Yutao Hu,Tianbin Li,Quanfeng Lu,Wenqi Shao,Junjun He,Yu Qiao,Ping Luo
2024-04-21
Abstract:Large Vision-Language Models (LVLMs) have demonstrated remarkable capabilities in various multimodal tasks. However, their potential in the medical domain remains largely unexplored. A significant challenge arises from the scarcity of diverse medical images spanning various modalities and anatomical regions, which is essential in real-world medical applications. To solve this problem, in this paper, we introduce OmniMedVQA, a novel comprehensive medical Visual Question Answering (VQA) benchmark. This benchmark is collected from 73 different medical datasets, including 12 different modalities and covering more than 20 distinct anatomical regions. Importantly, all images in this benchmark are sourced from authentic medical scenarios, ensuring alignment with the requirements of the medical field and suitability for evaluating LVLMs. Through our extensive experiments, we have found that existing LVLMs struggle to address these medical VQA problems effectively. Moreover, what surprises us is that medical-specialized LVLMs even exhibit inferior performance to those general-domain models, calling for a more versatile and robust LVLM in the biomedical field. The evaluation results not only reveal the current limitations of LVLM in understanding real medical images but also highlight our dataset's significance. Our code with dataset are available at
Image and Video Processing,Computer Vision and Pattern Recognition
What problem does this paper attempt to address?

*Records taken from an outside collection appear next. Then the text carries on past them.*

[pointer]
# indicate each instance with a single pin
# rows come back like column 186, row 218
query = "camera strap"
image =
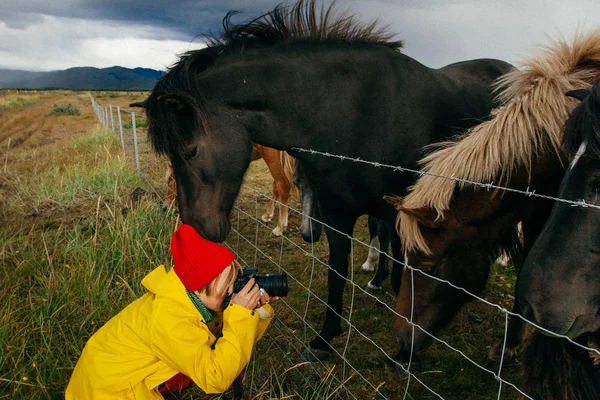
column 207, row 314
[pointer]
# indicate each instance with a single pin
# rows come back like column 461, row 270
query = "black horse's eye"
column 190, row 153
column 596, row 186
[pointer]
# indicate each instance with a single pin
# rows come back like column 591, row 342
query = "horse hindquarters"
column 557, row 370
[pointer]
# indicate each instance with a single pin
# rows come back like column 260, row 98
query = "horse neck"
column 309, row 96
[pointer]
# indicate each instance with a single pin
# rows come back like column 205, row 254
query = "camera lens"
column 273, row 284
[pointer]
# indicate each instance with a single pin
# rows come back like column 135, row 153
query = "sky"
column 43, row 35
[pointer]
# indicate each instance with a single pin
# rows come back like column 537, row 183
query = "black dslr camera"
column 273, row 284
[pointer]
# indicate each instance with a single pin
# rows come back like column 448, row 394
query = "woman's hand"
column 248, row 297
column 265, row 298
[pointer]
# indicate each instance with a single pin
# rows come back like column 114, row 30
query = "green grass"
column 10, row 102
column 64, row 109
column 140, row 121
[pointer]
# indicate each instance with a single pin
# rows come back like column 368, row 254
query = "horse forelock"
column 584, row 125
column 165, row 131
column 529, row 123
column 302, row 22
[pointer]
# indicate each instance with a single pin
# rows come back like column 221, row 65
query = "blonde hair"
column 233, row 273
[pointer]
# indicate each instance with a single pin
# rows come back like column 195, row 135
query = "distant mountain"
column 81, row 78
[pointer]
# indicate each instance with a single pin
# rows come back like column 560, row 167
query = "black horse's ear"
column 578, row 94
column 174, row 100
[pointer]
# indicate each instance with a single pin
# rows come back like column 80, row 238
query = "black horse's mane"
column 302, row 22
column 283, row 25
column 584, row 124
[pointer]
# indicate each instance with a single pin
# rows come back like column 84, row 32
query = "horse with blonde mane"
column 281, row 166
column 453, row 230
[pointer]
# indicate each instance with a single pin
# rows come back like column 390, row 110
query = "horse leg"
column 339, row 250
column 382, row 268
column 169, row 201
column 515, row 331
column 373, row 257
column 397, row 267
column 270, row 211
column 283, row 190
column 532, row 225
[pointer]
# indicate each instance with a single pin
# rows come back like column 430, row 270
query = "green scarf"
column 207, row 314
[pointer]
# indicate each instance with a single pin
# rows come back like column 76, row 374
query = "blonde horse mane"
column 529, row 123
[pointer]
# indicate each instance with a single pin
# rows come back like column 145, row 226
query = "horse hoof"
column 372, row 288
column 403, row 363
column 496, row 352
column 366, row 267
column 312, row 354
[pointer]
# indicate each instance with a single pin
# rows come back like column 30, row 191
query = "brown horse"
column 280, row 164
column 453, row 230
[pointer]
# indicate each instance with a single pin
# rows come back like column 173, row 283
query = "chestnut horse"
column 453, row 231
column 280, row 164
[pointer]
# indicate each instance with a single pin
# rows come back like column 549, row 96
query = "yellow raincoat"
column 157, row 336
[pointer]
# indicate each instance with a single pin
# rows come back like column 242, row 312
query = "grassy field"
column 79, row 229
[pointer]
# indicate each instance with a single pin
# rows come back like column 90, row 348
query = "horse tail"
column 558, row 370
column 289, row 166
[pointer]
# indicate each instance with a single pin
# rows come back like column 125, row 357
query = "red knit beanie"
column 197, row 261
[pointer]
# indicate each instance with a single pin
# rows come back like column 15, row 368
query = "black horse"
column 293, row 79
column 559, row 285
column 379, row 231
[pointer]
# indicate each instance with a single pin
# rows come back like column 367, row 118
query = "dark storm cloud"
column 179, row 20
column 44, row 34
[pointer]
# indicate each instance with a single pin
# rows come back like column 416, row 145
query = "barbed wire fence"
column 296, row 319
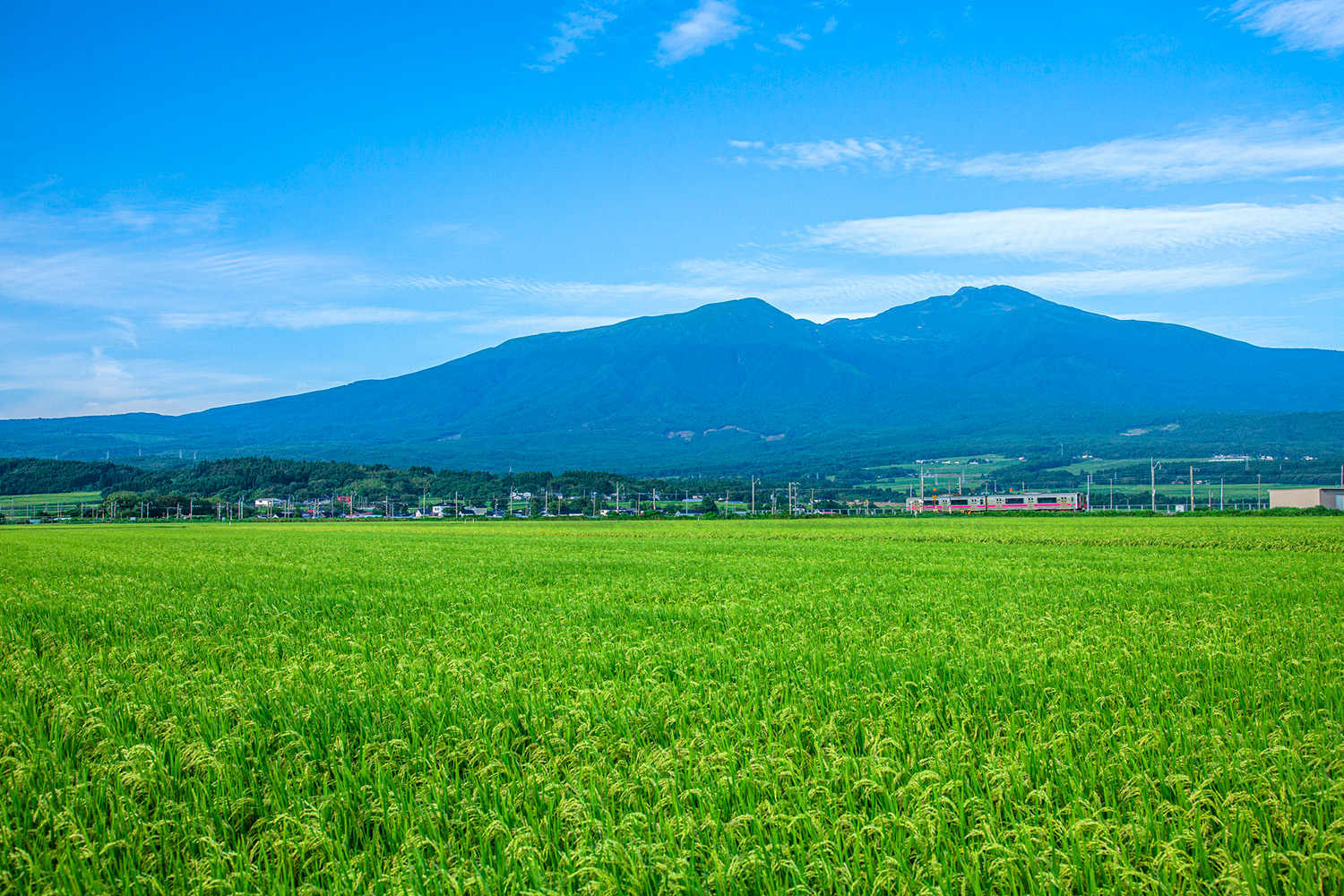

The paper aims to address the evaluation issues of Large Vision-Language Models (LVLM) in the medical field. Specifically, although existing LVLMs perform excellently in various multimodal tasks, their potential in the medical domain has not been fully explored. The paper points out that there is currently a lack of a comprehensive and diverse evaluation benchmark, especially datasets covering various medical imaging modalities and human anatomical regions, which limits the understanding of LVLM performance in practical medical applications. To address this issue, the authors propose OmniMedVQA, a novel, large-scale, and comprehensive medical visual question answering benchmark dataset. This dataset includes 118,010 images from 73 different medical datasets, covering 12 different modalities and more than 20 human anatomical regions. All images are sourced from real medical scenarios, ensuring the dataset's consistency with the needs of the medical field and suitability for evaluating LVLM performance. Through extensive experimental evaluations, the study finds that existing LVLMs perform poorly in handling visual question answering tasks in the medical field, with medical-specific LVLMs even performing worse than general-domain models. This indicates that current models lack fundamental medical knowledge and that more flexible and powerful LVLMs need to be developed to meet the demands of medical applications.